Catherine Deneuve — now 67 — is one of the few actresses in the world who will still stop a man in his tracks in her seventies and eighties. Yet François Ozon, having worked with Deneuve before in the comic murder mystery 8 Women, has rightly comprehended, much like Jacques Demy, the effervescent appeal beneath the sexy sheen.
Potiche, based on a play by Pierre Barillet and Jean-Pierre Grédy, is certainly a pleasant enough vehicle for Deneuve and her costar Gerard Depardieu. The older and middle-class critics at the screening I attended laughed at the right moments, perhaps not entirely aware that Ozon has been kind enough to toss a few goofy Molotovs over the years. For those who enjoy the more provocative side of Ozon, Potiche signals a retreat from the eye-popping fare that established this intriguing director’s career.
Whether the condition is permanent is anyone’s guess. But the gleeful assaults on bourgeois marriage, seen in such films as 5×2 and the glorious Sitcom, that imbued Ozon’s work with such mischievous zest have been replaced by a comparatively stale story involving Suzanne Pujol (Deneuve) as the titular “trophy wife” to Robert Pujol (Fabrice Luchini), an umbrella manufacturer (a nod to Demy’s The Umbrellas of Cherbourg) who enjoys balling his secretary Nadège (Karin Viard) on the fly (when, of course, an altogether different fly is unzipped). Robert is a man who cannot remember his wife’s birthday. Which begs the question of why Suzanne has stuck around for so long. (There’s an answer late in the film, but, alas, it’s something of a contrivance.)

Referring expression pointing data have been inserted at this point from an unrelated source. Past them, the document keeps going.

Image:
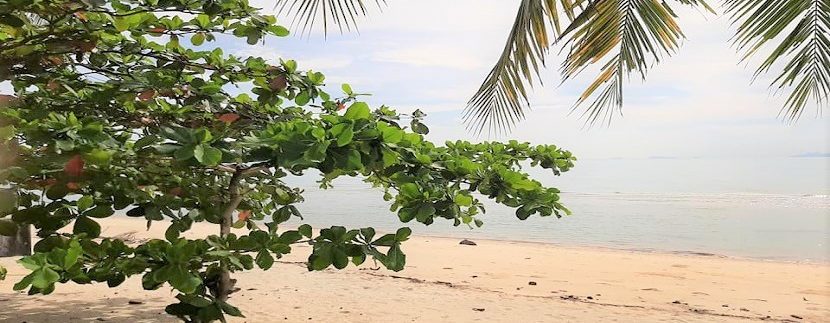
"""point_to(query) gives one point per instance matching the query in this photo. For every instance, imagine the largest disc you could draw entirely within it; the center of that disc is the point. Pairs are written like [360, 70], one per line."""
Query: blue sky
[432, 55]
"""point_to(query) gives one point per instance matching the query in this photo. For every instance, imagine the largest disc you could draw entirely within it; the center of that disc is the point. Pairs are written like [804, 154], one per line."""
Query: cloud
[427, 55]
[305, 61]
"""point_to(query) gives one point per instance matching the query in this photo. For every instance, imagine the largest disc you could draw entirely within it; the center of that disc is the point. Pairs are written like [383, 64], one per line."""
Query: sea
[762, 208]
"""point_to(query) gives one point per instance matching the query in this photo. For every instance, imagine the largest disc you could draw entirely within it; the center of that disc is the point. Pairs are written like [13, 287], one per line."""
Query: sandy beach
[494, 281]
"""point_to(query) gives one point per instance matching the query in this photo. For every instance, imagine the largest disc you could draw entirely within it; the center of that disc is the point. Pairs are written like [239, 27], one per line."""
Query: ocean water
[776, 209]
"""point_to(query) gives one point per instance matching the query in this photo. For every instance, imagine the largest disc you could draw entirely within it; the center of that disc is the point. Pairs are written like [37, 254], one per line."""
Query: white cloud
[427, 55]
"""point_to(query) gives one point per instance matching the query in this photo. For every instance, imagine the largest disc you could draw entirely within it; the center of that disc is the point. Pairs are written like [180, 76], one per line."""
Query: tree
[113, 110]
[624, 37]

It could be because this is 1977, a year when France is a paradise for labor strikes. Sure enough, the umbrella factory run by Pujol finds itself facing the kind of progressive resistance that seems to elude 2011 America. Leading the strike is Maurice Babin (Depardieu), who happened to have a fling with Suzanne back in the day. He may be a man of the people, but he knows how to respect a lady — a sentiment that the film is careful to heed by featuring needless flashbacks with younger actors. (I felt sorry for the the largely mute thespians playing younger versions of Depardieu and Deneuve in these scenes. With classic French cinema to be compared against, how can they compete?)

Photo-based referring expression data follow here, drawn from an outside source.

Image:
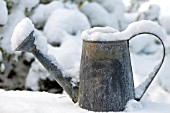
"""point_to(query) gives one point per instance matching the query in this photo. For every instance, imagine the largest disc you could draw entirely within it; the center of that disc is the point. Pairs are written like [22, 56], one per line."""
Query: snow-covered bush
[61, 23]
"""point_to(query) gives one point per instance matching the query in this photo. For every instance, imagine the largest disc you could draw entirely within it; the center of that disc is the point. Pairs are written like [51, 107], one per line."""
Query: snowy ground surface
[42, 102]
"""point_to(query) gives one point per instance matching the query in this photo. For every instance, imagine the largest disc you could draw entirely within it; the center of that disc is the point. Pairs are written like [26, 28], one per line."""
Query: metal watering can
[106, 79]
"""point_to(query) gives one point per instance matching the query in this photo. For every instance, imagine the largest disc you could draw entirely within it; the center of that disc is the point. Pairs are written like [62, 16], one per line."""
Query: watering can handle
[141, 89]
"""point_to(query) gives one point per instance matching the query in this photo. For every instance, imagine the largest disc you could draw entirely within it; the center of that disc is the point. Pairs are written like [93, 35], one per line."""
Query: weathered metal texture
[28, 46]
[106, 81]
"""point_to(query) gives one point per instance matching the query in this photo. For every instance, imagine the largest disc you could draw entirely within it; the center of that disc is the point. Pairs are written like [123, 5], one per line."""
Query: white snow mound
[21, 32]
[111, 34]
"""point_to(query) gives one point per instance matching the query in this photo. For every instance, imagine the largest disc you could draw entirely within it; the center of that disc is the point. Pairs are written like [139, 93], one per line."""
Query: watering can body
[106, 80]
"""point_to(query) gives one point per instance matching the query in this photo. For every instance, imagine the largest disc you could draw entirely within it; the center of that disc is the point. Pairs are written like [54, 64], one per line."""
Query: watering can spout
[63, 79]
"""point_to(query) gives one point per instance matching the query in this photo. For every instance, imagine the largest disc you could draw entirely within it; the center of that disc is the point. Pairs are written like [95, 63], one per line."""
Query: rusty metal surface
[106, 81]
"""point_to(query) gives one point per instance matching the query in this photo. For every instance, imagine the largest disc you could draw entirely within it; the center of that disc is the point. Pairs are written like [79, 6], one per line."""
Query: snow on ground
[21, 32]
[43, 102]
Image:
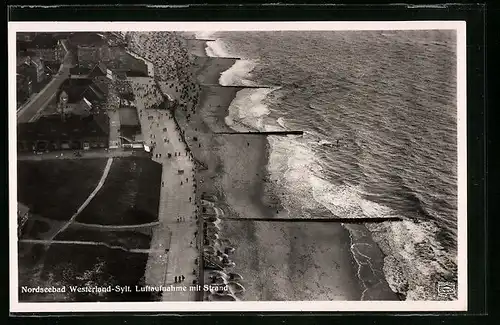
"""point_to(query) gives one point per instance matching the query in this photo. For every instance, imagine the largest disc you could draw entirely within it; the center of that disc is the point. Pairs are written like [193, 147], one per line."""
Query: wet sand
[278, 261]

You’d think that all this political intrigue would permit Ozon to expand his cheerfully irreverent approach. One promising joke of copulating rabbits suggests that the Ozon we know is here. But he’s hamstrung by the somewhat passe and toothless material he has to work with. What’s odd about Potiche is that the Suzanne/Maurice affair — that vital subplot that’s pretty much the linchpin of good farce — doesn’t have nearly the same narrative traction as the Babin family taking over the factory while dad is occupied. Suzanne’s daughter Joelle (Judith Godrèche) faces a dwindling marriage and an augmented belly, but despite these conflict, she’s quite the reactionary little minx — especially when asked to vote during the board meetings. (Is this a joke relating to France being behind the women’s suffrage curve? Remember that France didn’t give ladies the municipal elections until 1945.) But I was especially fond of Jérémie Renier’s subtly mannered performance as Paul, Suzanne’s son. His artistic background is applied to the factory with humorous effect. And perhaps that’s because Ozon delights in decorating the Pujol house with green drapes with a sofa to match.
Potiche doesn’t quite have the retro pizzazz of an American movie like Down With Love, much less Ozon’s fashion-conscious world in Time to Leave. Watching this latest movie, it’s difficult to fathom that, only a few years before, Ozon made a movie about a baby with a working set of wings.
One sign of an interesting filmmaker is how well he can stay himself when asked to work in the mainstream mode. In Potiche, there’s one moment when a man shoves whole potato chips in his mouth. This may very well mimic what the audience is being asked to enjoy here. Or perhaps it’s a strong indicator that Ozon is better off commenting upon conventional narratives through the unconventional. Why stick with trophies when you can raise hell and get away with it?